Crawling to the people

Yaniv let the cat out of the bag about some of our ideas for making other parts of the search and its relevant data open, free and accessible to all of us.

I’d thought I’ll add some background and my thoughts on the subject.

First, the idea was iterated a couple of times when we were in that place where you have a solution(s) and you are seeking a problem(s) to solve.

It all started from this post by Jeremie Miller. Jeremie, being the good guy that he is, was thinking about create standards and protocols to make the crawling, processing and sharing of data for search and search engines public, free and accessible. While neither Yaniv nor I are in Jeremie’s loop and have no idea of what he is up to (but you can count on it to be interesting, that’s for sure), we talked about it a bit and it sunk in.

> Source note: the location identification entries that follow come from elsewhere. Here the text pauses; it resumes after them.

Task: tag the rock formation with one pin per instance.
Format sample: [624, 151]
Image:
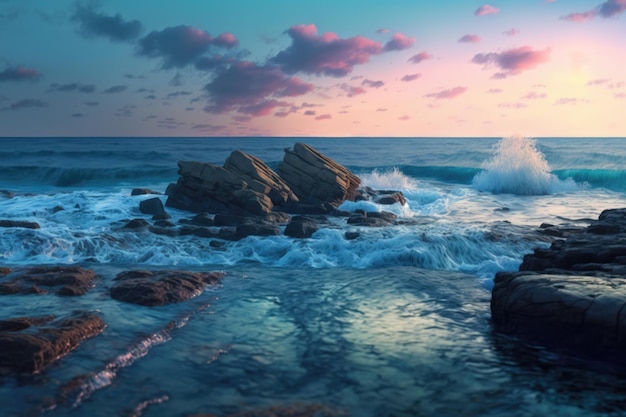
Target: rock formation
[315, 178]
[574, 291]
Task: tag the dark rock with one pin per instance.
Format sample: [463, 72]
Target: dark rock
[143, 191]
[573, 292]
[67, 280]
[301, 227]
[137, 224]
[154, 288]
[316, 178]
[19, 223]
[29, 350]
[245, 230]
[352, 235]
[152, 206]
[260, 178]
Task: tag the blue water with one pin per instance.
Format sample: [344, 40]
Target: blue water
[394, 323]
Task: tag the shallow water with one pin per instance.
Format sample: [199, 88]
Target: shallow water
[378, 342]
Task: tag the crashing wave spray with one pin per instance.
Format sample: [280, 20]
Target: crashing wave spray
[517, 167]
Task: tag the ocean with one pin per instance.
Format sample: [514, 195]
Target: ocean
[393, 323]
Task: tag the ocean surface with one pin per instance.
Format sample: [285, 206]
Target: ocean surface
[394, 323]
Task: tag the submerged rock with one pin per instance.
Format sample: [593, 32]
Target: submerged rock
[573, 292]
[154, 288]
[30, 344]
[65, 280]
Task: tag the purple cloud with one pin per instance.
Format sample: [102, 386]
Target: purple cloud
[325, 54]
[422, 56]
[469, 39]
[251, 89]
[447, 94]
[513, 61]
[179, 46]
[81, 88]
[399, 42]
[373, 84]
[28, 102]
[92, 24]
[410, 77]
[19, 74]
[115, 89]
[486, 9]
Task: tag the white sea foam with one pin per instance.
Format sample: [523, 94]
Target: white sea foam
[517, 167]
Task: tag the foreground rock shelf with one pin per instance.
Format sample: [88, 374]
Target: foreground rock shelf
[574, 292]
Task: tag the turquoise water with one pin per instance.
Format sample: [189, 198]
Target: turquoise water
[394, 323]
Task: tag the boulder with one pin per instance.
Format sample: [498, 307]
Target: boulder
[573, 292]
[154, 288]
[64, 280]
[152, 206]
[260, 177]
[316, 178]
[29, 345]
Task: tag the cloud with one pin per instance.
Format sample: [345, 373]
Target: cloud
[410, 77]
[534, 96]
[469, 39]
[115, 89]
[115, 28]
[399, 42]
[179, 46]
[422, 56]
[447, 94]
[373, 84]
[486, 9]
[606, 10]
[352, 91]
[19, 74]
[248, 88]
[513, 61]
[325, 54]
[81, 88]
[28, 102]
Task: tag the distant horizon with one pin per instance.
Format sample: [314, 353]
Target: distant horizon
[78, 68]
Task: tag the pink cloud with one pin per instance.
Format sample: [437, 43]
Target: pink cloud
[351, 90]
[486, 9]
[534, 96]
[410, 77]
[19, 74]
[399, 42]
[422, 56]
[513, 61]
[606, 10]
[325, 54]
[447, 94]
[248, 88]
[469, 39]
[373, 84]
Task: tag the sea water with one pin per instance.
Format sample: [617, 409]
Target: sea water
[393, 323]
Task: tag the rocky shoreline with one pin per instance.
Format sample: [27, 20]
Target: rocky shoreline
[572, 294]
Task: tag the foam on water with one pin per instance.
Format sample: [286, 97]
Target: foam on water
[517, 167]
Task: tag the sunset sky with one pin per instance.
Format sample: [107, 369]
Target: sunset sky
[326, 68]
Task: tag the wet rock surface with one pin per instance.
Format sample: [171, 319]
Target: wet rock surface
[30, 344]
[62, 280]
[155, 288]
[573, 292]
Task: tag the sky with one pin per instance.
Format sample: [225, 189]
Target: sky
[537, 68]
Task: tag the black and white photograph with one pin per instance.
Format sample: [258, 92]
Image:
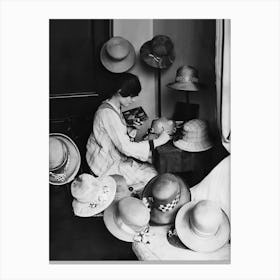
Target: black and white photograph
[139, 139]
[139, 143]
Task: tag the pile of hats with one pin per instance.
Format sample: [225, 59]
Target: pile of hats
[201, 226]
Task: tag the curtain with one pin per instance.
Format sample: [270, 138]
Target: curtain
[222, 66]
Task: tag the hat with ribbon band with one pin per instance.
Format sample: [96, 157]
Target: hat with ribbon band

We both liked the idea of having the raw data accessible as well as being able to run custom post processors that can make something useful out of it so that no one is tied to whatever logic and algorithms the crawler writer enforces.

Then came the announcement from Kevin Burton about spinn3r, a service that re uses the web index of the Blogosphere crawled by TailRank’s crawler and allows you (and everyone else) to use that crawled data.

This information also sunk in and today at lunch (which did take quite a while :-) ) we started to brainstorm about it a bit more seriously.

This can really open up and innovate search from the bottom up. Give access to a lot of people to APIs and capabilities that were previously only available for big companies. This is the platform that can create something very interesting.

We would love to hear your comments.